Minimize \( Z = 3x + 5y \) subject to the constraints: \[ x + 3y \geq 3, x + y \geq 2, x \geq 0, y \geq 0. \]

Hint:

In linear programming problems, the optimal solution lies at the corner points of the feasible region.

Answer 1

Step 1: Formulate the problem.
We need to minimize \( Z = 3x + 5y \) under the constraints: - \( x + 3y \geq 3 \), - \( x + y \geq 2 \), - \( x \geq 0 \), - \( y \geq 0 \).

Step 2: Graph the constraints.
Graph the inequalities on a coordinate plane: - \( x + 3y \geq 3 \) is a line with slope \( -\frac{1}{3} \), - \( x + y \geq 2 \) is a line with slope \( -1 \), - The region of feasible points is where all inequalities are satisfied, which is the region that lies on or above these lines.

Step 3: Identify the corner points.
The corner points of the feasible region are the points of intersection of the lines: - \( x + 3y = 3 \) intersects \( x + y = 2 \) at \( (x, y) = (1, 1) \), - The intercepts for the lines give additional points at \( (3, 0) \) and \( (0, 1) \).
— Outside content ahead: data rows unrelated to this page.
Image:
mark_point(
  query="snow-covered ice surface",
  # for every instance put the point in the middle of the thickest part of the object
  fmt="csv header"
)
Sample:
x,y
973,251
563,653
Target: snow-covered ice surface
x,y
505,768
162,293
Step 4: Calculate the value of \( Z \) at each corner point.
At \( (1, 1) \), \( Z = 3(1) + 5(1) = 8 \), At \( (3, 0) \), \( Z = 3(3) + 5(0) = 9 \), At \( (0, 1) \), \( Z = 3(0) + 5(1) = 5 \).

Step 5: Conclusion.
The minimum value of \( Z \) is \( 5 \), which occurs at the point \( (0, 1) \).